The glory that Christ showed to his Father is reflected in a special way by the unity that his followers live among themselves (Gospel). Integration into the Mystical Body of Christ, the Church, robs us of nothing. Rather, it brings us to perfection, purifying our motives, channeling our talents and energy, and bracing us to deal with the antagonism of the world. Persecution for the sake of Christ enables us to wash our robes (Second Reading) in the blood of his sacrifice and makes us eligible to enter a heavenly reward. Persecution for Christ´s sake should be a source of joy, not sorrow. The scandal of the cross has its detractions in every age, beginning with Good Friday _ "Let him come down from the cross now, and we will believe in him" (Matthew 27:42).
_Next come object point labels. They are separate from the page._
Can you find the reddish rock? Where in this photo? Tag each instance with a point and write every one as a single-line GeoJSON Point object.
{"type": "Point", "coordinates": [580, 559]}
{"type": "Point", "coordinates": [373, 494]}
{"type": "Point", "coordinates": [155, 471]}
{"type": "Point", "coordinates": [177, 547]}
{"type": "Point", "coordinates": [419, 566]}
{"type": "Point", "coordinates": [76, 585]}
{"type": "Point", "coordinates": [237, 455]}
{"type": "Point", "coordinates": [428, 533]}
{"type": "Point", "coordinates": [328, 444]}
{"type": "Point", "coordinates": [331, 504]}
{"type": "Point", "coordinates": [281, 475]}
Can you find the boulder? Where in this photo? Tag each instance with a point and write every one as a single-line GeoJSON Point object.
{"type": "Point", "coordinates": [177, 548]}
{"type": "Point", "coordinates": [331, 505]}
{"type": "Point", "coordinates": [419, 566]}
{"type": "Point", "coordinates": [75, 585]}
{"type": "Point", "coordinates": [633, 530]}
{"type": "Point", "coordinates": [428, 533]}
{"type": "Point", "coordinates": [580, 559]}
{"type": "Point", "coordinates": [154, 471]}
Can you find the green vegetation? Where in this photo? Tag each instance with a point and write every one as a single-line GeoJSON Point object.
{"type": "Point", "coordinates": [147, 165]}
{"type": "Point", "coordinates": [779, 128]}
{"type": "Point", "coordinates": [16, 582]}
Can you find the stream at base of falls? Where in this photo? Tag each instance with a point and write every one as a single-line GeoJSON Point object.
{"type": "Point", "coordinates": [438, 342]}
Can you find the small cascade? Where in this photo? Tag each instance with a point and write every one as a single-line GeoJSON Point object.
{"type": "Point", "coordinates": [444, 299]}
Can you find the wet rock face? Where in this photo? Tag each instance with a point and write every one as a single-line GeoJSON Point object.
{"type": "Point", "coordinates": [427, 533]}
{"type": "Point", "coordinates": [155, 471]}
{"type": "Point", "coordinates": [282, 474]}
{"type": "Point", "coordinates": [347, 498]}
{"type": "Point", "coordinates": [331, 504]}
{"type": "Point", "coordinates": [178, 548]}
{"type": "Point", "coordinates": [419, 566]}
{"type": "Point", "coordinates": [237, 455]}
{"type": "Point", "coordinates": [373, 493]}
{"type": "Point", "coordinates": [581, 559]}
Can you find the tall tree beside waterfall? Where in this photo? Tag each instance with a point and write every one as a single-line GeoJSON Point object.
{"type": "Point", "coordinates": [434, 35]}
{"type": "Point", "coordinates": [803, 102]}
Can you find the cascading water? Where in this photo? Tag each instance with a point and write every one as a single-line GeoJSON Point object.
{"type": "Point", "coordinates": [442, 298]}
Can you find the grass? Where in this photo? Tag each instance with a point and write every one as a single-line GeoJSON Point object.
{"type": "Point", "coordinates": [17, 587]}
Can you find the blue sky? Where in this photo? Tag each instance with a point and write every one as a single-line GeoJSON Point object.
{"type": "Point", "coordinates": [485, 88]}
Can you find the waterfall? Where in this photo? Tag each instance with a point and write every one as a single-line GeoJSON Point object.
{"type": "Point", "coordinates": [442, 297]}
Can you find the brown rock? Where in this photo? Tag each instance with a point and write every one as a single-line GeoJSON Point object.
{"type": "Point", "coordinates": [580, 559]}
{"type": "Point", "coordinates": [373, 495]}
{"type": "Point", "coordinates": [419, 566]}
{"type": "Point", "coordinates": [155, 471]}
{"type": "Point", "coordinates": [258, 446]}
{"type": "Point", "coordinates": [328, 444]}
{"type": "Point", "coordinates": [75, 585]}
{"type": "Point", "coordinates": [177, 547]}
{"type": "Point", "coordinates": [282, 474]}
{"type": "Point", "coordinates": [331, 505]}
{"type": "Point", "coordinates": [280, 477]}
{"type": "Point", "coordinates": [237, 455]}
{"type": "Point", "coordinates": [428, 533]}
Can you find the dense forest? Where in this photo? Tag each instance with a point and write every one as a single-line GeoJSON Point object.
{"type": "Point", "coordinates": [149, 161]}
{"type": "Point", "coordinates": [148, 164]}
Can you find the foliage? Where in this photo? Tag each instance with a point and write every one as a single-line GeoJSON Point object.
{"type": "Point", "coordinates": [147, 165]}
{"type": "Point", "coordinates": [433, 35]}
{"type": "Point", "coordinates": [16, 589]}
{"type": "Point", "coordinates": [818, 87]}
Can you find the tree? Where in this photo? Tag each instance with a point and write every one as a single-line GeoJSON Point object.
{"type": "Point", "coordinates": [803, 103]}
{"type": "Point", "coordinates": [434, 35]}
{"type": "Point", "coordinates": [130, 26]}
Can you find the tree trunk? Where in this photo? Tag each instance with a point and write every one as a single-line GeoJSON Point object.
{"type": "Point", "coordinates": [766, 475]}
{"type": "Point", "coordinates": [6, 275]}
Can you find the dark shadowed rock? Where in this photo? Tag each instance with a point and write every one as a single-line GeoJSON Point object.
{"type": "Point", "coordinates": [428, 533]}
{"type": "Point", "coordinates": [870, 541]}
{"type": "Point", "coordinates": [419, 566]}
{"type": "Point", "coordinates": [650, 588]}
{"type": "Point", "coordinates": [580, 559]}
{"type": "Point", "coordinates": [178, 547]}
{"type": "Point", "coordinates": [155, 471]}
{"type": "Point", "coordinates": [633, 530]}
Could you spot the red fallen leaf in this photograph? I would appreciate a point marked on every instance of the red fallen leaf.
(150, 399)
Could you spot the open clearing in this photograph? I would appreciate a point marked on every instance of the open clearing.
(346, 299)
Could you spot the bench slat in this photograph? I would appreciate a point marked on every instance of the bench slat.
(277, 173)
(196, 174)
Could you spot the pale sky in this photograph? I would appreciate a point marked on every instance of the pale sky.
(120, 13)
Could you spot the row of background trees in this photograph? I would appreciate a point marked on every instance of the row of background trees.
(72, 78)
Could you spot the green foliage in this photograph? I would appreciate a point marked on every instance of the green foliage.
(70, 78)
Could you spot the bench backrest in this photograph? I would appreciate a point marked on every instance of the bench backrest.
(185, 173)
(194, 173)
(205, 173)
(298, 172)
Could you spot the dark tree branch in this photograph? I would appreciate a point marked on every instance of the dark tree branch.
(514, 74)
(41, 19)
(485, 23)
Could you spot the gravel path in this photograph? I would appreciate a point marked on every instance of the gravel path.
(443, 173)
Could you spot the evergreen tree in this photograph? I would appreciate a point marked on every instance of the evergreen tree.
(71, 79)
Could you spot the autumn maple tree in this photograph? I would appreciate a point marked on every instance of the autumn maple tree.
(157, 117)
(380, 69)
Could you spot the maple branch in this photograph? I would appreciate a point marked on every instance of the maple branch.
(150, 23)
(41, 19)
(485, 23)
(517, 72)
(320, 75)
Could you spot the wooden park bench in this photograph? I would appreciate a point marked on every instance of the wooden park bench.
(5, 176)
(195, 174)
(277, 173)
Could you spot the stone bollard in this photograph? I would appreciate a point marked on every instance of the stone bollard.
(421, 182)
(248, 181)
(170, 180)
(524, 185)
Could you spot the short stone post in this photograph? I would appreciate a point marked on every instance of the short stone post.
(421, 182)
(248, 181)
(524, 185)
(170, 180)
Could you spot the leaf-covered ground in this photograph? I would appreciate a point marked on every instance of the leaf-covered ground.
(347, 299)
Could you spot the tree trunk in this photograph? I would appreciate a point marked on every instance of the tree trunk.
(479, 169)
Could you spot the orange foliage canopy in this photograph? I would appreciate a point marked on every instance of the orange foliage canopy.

Catechesis: From the flight into Egypt, to the cross on Calvary, Christ´s life was lived under the sign of persecution. His own share it with him (CCC 530). Before his second coming, the Church must pass through a final trial that will shake the faith of many (CCC 675). Great trials perfect the Church, and through her the world (CCC 769).

Witnessing to the faith. The Christian vocation demands personal testimony. Christ without the cross is a myth. Christians without persecution is a myth. Do we stand up at work for our faith? Do we stand up among our neighbors? Or do we give in to human respect?

The pain principle. Avoiding pain and persecution should not be the goal of the Christian´s life. When accepted for Christ´s sake, they are indispensable means for growth in the faith and in holiness. To live is to suffer. Do we offer up the pains and slights of daily life for Christ? Do we accept our crosses with love and offer them back to God for the salvation of souls, especially those of our loved ones?

Suffering with joy. Everyone suffers. What is different for a Christian is that he sees it as a way to share in Christ´s suffering. Hence, suffering can, paradoxically, be a source of joy for one who believes. Do we embrace the crosses of daily life with joy? Do we see them as tools for sanctity _ ours and the souls we pray for?